The below comparison between code that deals with two List<char> objects and code that deals with two string objects should hopefully make this clearer.
var a = new List<char>();
var b = a; // at this point, a and b refer to the same List<char>
b.Add('a'); // since a and b refer to the same List<char> ...
if (b.Contains('a')) { /* ...this is true... */ }
if (a.Contains('a')) { /* ...and so is this */ }
// HOWEVER...
a = new List<char>(); // now a and b do NOT refer to the same List<char>...
if (b.Contains('a')) { /* ...so this is still true... */ }
if (a.Contains('a')) { /* ...but this is not */ }
Compare this with a slightly modified version of the code you posted:
string a = "a";
string b = a; // at this point, a and b refer to the same string ("a")...

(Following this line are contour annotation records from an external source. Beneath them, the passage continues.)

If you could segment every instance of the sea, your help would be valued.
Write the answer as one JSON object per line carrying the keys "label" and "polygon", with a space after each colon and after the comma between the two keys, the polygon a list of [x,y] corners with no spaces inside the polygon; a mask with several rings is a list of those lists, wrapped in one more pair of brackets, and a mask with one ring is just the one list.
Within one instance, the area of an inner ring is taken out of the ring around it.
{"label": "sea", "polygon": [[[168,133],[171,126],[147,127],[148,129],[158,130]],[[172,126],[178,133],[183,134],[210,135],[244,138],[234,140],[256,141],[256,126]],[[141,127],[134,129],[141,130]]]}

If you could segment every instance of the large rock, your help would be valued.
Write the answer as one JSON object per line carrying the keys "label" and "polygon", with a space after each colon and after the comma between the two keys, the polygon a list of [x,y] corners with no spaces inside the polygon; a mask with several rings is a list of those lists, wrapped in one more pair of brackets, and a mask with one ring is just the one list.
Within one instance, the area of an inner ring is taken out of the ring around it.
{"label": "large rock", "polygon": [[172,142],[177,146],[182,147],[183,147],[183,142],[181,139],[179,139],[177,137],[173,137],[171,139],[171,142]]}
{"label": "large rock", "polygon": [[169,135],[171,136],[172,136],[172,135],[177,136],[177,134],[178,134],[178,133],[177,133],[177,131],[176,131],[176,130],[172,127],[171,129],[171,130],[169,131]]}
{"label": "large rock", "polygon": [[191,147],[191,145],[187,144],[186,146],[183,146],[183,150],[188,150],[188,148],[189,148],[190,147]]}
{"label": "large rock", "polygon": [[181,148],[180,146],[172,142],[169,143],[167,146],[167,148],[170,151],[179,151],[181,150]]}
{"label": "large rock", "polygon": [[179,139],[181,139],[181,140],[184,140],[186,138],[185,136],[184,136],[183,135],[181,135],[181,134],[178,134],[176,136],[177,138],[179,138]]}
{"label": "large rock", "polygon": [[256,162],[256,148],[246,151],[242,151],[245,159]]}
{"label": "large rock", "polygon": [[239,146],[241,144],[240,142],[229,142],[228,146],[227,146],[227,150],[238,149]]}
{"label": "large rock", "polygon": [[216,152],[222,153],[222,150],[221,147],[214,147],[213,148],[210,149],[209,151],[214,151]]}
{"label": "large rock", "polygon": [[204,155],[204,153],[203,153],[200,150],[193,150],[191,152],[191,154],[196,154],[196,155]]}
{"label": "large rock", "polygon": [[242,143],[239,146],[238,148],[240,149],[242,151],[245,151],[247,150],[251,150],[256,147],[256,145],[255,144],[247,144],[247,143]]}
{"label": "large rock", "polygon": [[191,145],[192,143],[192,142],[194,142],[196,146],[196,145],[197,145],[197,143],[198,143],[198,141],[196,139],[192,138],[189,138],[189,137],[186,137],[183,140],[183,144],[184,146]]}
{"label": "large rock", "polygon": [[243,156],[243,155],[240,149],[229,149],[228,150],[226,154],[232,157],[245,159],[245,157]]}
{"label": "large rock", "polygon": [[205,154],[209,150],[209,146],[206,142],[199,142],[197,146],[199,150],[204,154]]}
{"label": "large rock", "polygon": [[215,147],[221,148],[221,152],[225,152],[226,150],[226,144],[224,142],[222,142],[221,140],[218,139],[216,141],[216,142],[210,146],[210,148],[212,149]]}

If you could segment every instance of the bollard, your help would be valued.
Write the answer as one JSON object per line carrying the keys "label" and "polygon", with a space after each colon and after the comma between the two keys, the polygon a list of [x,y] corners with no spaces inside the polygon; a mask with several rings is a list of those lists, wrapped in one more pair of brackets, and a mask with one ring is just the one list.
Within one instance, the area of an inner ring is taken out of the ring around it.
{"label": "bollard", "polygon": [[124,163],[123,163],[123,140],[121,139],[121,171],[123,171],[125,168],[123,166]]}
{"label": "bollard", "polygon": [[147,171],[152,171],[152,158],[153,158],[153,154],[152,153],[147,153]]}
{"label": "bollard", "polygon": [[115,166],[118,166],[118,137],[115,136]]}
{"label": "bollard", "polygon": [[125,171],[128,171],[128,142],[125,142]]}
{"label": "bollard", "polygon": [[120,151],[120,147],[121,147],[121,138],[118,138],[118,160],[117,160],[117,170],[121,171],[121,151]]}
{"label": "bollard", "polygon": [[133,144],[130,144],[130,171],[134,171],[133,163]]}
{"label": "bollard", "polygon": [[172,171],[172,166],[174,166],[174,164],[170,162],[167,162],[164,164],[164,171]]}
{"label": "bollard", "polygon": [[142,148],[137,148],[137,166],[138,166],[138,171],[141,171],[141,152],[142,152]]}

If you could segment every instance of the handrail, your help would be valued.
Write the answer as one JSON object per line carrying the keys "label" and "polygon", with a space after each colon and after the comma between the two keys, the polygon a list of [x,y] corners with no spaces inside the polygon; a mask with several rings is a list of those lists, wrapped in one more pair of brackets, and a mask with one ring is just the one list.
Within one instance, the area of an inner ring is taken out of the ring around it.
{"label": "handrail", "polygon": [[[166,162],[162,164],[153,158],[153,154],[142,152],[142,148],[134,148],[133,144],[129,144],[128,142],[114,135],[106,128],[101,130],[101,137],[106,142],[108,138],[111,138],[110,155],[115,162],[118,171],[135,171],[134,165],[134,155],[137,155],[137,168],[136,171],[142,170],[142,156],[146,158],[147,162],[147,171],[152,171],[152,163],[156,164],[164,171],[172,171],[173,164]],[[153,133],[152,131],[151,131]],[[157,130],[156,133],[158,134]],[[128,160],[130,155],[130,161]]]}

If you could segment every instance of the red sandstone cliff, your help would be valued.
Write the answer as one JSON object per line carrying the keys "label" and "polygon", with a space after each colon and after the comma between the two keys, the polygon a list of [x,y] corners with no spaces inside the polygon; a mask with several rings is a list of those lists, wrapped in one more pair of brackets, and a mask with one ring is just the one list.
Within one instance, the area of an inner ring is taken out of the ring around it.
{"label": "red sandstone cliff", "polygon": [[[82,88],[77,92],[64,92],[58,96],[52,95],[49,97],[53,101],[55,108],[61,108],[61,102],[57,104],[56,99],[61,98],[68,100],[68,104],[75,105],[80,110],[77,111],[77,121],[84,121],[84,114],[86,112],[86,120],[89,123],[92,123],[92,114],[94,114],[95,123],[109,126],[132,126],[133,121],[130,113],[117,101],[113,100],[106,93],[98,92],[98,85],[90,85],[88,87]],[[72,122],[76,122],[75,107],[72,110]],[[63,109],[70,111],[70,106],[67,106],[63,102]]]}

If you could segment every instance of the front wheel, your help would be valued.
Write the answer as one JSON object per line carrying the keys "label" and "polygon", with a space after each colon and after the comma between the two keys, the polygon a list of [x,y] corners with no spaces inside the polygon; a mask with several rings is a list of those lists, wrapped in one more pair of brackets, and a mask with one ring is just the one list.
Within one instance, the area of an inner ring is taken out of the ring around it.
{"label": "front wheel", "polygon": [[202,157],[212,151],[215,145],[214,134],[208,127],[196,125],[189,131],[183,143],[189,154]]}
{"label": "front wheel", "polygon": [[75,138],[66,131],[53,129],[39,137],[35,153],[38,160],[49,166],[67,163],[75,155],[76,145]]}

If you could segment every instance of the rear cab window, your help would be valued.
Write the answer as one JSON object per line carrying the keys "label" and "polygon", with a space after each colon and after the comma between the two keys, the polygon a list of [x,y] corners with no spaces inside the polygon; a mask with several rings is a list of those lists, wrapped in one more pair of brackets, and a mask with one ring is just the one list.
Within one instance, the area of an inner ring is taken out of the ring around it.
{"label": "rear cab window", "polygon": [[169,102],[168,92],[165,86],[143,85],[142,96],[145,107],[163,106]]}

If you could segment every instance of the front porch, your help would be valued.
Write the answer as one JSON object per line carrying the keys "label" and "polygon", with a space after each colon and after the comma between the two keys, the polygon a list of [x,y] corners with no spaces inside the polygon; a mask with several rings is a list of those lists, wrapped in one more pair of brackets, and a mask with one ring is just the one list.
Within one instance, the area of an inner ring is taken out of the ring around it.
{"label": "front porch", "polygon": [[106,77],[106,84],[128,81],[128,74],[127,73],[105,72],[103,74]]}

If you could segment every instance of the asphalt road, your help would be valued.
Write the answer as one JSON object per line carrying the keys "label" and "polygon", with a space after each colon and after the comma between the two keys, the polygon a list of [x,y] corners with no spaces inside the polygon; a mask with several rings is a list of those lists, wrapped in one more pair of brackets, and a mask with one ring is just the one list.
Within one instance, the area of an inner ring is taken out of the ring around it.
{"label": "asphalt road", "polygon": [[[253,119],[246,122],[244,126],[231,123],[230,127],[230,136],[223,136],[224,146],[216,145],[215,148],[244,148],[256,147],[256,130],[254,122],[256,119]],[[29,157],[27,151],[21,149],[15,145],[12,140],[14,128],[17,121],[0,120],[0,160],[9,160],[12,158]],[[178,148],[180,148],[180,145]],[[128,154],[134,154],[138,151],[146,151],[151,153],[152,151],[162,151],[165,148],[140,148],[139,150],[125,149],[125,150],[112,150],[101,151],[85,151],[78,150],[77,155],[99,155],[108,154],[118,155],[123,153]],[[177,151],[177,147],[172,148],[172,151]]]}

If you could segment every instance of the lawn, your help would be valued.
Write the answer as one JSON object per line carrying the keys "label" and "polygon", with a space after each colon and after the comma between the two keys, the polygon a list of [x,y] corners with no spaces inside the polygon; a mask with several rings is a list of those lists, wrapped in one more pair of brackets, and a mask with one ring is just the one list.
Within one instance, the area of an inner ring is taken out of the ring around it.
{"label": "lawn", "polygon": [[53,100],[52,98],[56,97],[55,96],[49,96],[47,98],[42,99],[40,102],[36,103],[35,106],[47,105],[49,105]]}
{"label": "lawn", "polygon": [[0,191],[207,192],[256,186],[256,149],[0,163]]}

if (b == "a") { /* ...so this is true... */ }
if (a == "a") { /* ...and so is this */ }
// REMEMBER: the below is not simply an append operation like List<T>.Add --
// it is an ASSIGNMENT
a = a + "c"; // now they do not -- b is still "c", but a is "ac"
if (b == "a") { /* ...so this is still true... */ }
if (a == "a") { /* ...but this is not */ }
In .Net, a, b and c are reference to the objects and not the objects themselves. When you reset a, you are pointing this reference to a new memory location. The old memory location and any references to it are unchanged.
I guess the OP thinks string objects to be mutable, so something like var = "content";
would actually store the new character array inside the already existing object.
String is, however, an immutable type, which means that in this case a new string object is created and assigned to var.
See for example:
http://codebetter.com/blogs/patricksmacchia/archive/2008/01/13/immutable-types-understand-them-and-use-them.aspx
It is a misunderstanding because of the builtin string support of c#.
string a = "123"; //The way to write it in C#
string a = new string("123"); //Would be more obvious
The second way to define a is more obvious what happens, but it is verbose.Since strings have direct support from the compiler calling the string constructor is unnecessary.
Writing your example verbose:
string a = new string("a");
string b = a;
string a = new string("c");
Here the behavior is as expected a gets a reference to the new string object assigned. while the reference held by b still points to the old string.